A befriending service to help people with terminal illnesses and their families will be rolled out to Leeds residents thanks to a £230,000 charity boost.
Sue Ryder, the national hospice and neurological care charity that runs Wheatfields Hospice, in Headingley, has been given the six-figure boost to help replicate the end of life befriending service it has launched in West Berkshire.
Sites in Leeds and West Yorkshire are among those to benefit from the funds, which will allow volunteers to provide companionship and emotional support as well as practical help for people to reconnect with their own communities.
The financial support for Sue Ryder came as six other organisations were given a share of an £800,000 Cabinet Office fund aimed at helping them to tackle loneliness and isolation, which people at the end of their lives can often experience.
Chief executive of Sue Ryder, Heidi Travis, said: “We’re delighted with today’s announcement and will be using this funding to deliver a national befriending service for individuals who are at the end of life.

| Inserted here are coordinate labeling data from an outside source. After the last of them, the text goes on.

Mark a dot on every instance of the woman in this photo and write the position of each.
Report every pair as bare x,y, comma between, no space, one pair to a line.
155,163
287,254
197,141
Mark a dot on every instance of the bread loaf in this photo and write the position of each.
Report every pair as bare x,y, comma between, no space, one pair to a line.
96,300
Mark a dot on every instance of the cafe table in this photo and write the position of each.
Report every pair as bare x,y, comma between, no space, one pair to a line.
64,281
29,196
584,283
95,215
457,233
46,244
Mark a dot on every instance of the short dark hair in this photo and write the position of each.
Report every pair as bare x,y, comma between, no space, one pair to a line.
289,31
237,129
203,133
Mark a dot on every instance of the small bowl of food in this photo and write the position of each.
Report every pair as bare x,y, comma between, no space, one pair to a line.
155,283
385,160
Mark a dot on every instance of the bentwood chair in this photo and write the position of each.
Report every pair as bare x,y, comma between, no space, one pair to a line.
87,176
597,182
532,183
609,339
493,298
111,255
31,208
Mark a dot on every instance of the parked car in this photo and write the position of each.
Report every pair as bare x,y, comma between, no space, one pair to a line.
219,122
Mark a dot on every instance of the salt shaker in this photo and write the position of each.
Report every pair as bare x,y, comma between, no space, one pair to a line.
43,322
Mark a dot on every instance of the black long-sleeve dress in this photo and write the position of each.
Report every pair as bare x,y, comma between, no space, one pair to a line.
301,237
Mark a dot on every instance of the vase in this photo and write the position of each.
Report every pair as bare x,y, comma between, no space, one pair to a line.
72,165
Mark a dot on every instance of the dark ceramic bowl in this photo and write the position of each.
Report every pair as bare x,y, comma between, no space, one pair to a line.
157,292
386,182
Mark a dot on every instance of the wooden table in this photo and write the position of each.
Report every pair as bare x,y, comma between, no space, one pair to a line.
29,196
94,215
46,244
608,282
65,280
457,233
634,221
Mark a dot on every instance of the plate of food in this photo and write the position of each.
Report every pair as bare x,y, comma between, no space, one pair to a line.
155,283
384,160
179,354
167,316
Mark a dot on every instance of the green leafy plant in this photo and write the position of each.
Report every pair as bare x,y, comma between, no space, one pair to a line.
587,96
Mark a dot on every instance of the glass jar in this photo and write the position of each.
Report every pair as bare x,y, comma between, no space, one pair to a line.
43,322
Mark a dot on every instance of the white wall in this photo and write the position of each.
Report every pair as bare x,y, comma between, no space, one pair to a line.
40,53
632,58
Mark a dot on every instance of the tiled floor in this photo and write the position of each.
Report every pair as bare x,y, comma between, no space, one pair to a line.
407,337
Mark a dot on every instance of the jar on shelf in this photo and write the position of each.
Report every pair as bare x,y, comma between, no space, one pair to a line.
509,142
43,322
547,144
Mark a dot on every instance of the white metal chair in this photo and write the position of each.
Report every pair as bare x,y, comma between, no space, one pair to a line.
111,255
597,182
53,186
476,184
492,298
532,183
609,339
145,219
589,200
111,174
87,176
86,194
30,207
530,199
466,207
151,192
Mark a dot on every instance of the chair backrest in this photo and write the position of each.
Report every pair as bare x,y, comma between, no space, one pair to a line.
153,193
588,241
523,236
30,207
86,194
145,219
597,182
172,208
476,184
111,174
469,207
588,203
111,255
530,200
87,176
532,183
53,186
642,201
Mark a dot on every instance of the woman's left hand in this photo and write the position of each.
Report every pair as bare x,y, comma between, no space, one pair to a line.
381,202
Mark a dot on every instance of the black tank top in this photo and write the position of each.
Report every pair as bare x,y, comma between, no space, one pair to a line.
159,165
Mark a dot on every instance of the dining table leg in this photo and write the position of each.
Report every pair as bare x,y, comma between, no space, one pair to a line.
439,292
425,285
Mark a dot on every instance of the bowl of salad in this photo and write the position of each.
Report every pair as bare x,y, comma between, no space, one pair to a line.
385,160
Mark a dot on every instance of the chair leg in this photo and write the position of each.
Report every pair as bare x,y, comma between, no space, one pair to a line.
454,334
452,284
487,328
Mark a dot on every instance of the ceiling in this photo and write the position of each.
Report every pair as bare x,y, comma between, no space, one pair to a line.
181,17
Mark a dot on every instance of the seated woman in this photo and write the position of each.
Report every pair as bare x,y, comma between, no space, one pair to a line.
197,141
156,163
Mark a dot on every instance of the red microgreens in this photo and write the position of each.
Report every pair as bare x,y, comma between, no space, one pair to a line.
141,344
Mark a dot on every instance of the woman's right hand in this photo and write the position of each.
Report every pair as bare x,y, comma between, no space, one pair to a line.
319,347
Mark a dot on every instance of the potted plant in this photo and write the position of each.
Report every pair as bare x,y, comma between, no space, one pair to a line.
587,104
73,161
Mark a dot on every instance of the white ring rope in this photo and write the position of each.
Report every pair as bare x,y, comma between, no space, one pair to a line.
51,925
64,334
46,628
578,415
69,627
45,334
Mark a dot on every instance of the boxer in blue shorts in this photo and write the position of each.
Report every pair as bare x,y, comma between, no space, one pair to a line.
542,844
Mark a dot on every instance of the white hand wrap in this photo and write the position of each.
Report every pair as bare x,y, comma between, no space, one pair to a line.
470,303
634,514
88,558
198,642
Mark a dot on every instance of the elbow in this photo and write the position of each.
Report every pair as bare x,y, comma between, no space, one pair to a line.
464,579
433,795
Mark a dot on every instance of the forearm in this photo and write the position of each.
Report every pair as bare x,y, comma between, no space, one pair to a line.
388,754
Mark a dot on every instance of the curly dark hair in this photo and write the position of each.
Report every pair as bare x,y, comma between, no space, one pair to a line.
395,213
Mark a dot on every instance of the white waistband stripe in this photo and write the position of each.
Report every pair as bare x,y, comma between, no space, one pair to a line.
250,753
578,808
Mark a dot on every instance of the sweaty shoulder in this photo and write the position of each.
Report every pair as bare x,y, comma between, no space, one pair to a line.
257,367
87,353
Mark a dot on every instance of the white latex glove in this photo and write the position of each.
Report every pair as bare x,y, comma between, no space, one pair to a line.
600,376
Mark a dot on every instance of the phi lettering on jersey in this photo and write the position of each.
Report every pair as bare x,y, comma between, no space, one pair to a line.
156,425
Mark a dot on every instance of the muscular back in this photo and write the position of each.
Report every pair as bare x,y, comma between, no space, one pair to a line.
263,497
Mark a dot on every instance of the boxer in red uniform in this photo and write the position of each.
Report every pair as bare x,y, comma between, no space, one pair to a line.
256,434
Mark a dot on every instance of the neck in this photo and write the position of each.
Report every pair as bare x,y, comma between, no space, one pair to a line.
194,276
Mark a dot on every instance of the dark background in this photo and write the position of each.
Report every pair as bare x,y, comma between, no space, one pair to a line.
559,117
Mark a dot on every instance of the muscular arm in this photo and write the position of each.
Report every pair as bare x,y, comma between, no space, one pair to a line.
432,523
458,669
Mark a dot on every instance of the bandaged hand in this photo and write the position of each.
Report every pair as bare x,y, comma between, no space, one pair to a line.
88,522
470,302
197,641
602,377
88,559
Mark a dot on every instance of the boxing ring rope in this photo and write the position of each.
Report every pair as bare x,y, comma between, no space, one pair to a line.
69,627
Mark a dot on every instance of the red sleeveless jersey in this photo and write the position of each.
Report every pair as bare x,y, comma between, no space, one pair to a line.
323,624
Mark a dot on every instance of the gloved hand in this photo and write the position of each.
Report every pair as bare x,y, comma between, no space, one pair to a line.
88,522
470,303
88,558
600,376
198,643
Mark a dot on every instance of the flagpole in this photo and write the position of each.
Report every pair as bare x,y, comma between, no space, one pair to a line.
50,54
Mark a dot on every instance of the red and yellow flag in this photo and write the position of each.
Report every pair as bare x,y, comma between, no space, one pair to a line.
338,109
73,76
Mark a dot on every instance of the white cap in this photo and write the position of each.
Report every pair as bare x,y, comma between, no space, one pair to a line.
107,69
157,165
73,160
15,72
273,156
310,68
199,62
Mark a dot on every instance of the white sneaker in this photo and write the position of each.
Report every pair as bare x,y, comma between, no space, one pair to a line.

“Loneliness, isolation and fear are common feelings associated with end of life and our befriending service helps individuals in this situation to reconnect, builds up their confidence and self esteem and also offers emotional and practical support. We may not be able to change the outcome but we can improve the experience.”
The impact of the social action projects such as the befriending service will be evaluated by the International Observatory on End of Life Care at Lancaster University and the Institute for Volunteering Research. The evaluation will add to the evidence base for the impact of social action in end of life support.
Rob Wilson, Minister for Civil Society, said: “These projects are great examples of how we can use volunteers within communities to make sure that nobody feels alone or unsupported.”